Russian Grocery Store Tour ‘Radicalizes’ Tucker Carlson

Former Fox News host Tucker Carlson drew criticism from the left and right this week for a video of himself touring a Russian grocery store while on a visit to interview Russian Federation President Vladimir Putin, where Carlson said that what he saw there radicalized him against America’s leaders.

“So a long-standing feature, maybe the longest-standing feature of Cold War propaganda in the West was the Soviet grocery store,” Carlson said in the nearly four-minute video. “No products, no choices. Shoddily made things. And it wasn’t actually propaganda. It was real. And you can look up the pictures on the internet if you want.”

“So we thought it would be interesting to take a look at a contemporary, modern-day, 2024 Russian grocery store two years into sanctions,” Carlson said in the video. After filling a grocery cart with food staples a family would need to live on for a week, Carlson appears stunned in the video to find the total checkout price is $104 and not the $400 his team guessed it would cost.
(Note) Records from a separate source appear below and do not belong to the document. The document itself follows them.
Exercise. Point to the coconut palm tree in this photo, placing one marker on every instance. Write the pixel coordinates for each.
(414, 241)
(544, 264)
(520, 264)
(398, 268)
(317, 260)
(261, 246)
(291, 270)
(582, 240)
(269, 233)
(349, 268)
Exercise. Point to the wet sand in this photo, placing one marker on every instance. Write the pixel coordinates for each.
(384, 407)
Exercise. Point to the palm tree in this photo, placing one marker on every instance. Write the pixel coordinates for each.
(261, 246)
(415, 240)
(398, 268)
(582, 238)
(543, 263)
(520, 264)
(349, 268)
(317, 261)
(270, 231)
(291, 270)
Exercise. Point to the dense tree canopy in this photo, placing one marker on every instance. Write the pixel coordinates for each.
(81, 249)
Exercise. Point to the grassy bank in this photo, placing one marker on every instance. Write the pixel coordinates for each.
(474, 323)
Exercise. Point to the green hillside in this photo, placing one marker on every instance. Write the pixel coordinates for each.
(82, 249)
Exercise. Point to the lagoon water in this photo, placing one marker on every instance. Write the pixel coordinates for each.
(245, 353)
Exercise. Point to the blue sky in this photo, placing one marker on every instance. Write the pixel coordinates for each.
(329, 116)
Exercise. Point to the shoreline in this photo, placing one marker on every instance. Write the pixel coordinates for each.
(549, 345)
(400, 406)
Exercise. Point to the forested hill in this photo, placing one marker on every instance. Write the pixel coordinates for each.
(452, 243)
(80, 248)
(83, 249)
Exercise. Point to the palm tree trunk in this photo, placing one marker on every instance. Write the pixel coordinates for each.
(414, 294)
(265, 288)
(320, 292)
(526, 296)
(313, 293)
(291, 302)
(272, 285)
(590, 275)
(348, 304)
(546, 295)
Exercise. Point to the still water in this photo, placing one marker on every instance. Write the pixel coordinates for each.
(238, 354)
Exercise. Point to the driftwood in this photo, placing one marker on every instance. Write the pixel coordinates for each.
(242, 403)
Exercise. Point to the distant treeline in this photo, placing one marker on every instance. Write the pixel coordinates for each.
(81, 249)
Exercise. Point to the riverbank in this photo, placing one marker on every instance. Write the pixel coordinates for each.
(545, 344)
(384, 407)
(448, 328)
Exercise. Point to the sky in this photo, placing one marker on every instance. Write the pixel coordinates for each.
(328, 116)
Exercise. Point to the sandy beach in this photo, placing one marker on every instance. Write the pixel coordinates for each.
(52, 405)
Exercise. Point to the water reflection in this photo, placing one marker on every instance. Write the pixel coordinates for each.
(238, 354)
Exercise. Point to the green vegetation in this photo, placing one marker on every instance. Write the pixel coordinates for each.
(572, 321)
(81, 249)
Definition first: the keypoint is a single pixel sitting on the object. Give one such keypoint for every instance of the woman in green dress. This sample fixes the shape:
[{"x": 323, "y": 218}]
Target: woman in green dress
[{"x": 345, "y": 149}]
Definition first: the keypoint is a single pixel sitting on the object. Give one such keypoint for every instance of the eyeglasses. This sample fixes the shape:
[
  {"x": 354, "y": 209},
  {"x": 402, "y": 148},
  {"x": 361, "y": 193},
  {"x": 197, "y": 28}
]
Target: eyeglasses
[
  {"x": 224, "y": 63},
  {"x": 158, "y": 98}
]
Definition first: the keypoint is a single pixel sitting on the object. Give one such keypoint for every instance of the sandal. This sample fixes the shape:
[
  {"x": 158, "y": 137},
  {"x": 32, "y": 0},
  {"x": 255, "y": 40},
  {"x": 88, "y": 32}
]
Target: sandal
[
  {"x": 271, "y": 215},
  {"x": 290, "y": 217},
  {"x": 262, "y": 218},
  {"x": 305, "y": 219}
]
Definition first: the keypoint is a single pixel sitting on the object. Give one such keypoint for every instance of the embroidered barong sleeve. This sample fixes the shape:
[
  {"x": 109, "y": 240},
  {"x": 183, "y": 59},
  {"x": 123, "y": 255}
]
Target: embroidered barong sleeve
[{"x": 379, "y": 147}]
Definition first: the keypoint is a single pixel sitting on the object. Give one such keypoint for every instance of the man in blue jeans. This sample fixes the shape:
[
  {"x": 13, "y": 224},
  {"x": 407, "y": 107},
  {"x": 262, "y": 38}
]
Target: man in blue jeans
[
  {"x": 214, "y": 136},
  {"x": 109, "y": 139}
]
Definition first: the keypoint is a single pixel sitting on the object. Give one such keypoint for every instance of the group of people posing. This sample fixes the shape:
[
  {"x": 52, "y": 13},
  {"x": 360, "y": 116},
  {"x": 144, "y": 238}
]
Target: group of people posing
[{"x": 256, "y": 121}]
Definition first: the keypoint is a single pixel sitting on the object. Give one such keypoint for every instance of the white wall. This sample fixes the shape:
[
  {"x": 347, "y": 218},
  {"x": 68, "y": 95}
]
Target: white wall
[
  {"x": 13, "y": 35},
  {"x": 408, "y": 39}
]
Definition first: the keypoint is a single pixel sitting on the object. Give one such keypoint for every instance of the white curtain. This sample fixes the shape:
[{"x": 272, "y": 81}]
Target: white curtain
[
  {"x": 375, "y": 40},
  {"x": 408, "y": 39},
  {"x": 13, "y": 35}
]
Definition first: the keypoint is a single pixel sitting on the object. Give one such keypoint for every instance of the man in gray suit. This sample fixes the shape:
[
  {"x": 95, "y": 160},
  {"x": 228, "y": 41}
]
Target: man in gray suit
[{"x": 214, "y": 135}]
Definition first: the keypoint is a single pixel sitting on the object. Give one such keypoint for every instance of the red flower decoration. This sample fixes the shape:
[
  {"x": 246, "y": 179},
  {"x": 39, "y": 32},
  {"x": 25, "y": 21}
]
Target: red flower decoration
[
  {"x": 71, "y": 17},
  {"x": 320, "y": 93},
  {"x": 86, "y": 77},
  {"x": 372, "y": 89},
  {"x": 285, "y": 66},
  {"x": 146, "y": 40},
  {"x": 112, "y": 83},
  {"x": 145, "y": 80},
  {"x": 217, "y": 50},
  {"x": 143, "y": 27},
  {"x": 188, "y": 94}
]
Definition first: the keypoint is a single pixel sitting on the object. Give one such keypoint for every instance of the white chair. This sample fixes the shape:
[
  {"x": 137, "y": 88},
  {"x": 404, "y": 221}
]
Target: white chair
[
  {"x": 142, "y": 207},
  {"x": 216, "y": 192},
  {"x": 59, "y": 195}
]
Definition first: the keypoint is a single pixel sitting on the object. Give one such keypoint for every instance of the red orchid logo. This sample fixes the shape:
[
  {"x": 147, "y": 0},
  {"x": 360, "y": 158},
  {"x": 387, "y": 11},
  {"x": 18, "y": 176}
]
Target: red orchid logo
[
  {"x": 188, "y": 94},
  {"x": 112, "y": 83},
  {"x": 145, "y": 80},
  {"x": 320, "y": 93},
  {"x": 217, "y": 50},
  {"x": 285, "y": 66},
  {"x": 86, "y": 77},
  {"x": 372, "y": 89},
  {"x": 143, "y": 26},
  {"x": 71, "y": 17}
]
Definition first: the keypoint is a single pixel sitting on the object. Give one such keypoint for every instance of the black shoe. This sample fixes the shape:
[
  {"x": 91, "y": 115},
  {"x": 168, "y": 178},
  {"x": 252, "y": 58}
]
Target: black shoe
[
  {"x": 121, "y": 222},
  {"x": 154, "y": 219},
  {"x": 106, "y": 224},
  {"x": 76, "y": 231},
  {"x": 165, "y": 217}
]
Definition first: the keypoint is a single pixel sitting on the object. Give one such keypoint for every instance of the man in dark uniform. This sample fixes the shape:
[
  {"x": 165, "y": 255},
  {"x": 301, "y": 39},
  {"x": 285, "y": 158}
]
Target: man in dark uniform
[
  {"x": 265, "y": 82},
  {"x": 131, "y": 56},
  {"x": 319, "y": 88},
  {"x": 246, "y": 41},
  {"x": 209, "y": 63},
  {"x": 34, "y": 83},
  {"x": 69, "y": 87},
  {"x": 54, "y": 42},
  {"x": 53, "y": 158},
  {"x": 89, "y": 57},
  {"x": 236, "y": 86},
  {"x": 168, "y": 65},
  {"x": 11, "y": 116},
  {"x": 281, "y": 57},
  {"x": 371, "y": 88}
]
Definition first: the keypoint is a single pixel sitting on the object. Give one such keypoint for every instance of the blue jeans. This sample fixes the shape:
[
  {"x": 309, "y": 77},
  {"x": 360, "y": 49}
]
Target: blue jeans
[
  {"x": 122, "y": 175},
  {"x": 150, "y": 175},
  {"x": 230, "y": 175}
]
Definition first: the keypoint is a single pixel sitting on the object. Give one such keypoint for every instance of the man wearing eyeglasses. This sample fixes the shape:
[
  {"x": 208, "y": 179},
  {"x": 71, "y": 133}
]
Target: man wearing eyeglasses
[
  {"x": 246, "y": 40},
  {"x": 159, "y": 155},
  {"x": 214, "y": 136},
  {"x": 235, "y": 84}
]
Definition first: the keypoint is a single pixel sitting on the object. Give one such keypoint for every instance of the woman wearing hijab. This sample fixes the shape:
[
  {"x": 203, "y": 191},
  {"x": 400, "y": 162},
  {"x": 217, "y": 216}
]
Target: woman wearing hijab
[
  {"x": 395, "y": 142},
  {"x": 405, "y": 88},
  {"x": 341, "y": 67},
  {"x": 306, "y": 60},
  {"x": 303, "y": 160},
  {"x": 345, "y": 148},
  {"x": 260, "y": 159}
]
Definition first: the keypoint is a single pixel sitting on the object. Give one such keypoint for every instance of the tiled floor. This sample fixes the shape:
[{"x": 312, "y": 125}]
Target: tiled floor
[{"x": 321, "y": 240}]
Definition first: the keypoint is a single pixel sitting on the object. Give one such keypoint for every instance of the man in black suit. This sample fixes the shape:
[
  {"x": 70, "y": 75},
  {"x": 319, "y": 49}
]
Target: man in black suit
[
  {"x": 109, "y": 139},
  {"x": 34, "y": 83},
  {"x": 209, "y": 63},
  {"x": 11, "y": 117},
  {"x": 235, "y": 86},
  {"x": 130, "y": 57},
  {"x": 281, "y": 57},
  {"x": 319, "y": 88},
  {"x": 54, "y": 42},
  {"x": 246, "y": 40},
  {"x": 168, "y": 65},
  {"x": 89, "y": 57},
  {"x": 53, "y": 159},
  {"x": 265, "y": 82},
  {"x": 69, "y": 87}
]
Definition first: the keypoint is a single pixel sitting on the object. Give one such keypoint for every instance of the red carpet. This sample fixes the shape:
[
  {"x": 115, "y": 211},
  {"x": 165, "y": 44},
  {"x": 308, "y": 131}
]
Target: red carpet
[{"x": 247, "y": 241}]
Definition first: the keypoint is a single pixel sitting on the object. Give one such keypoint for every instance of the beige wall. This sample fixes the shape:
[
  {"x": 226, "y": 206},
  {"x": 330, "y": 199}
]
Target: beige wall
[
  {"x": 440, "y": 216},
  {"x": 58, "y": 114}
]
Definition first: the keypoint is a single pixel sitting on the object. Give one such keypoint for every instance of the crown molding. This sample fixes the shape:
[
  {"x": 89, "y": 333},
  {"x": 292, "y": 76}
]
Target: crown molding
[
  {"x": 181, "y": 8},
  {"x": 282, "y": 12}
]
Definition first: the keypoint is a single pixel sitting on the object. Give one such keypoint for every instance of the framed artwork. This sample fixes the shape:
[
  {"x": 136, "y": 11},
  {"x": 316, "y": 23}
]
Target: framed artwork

“I went from amused to legitimately angry,” Carlson said. “If you take people’s standard of living and you tank it through filth and crime and inflation, and they literally can’t buy the groceries they want at that point, maybe it matters less what you say, or whether you’re a good person or a bad person. You’re wrecking people’s lives in their country.”

Referencing the fast-rising cost of living in the U.S. since the pandemic, Carlson said he felt radicalized, “And that’s what our leaders have done to us. And coming to a Russian grocery store, the heart of evil, and seeing what things cost and how people live. It will radicalize you against our leaders. That’s how I feel, anyway. Radicalized. We’re not making any of this up.”

Food prices continue to rise in the fourth year of Biden’s economy, even after inflation cooled in January, so it costs more for Americans to eat away from home and live off groceries. Food prices could affect the election this year, with an overwhelming majority of voters reporting they most felt the impact of inflation through the rising cost of food.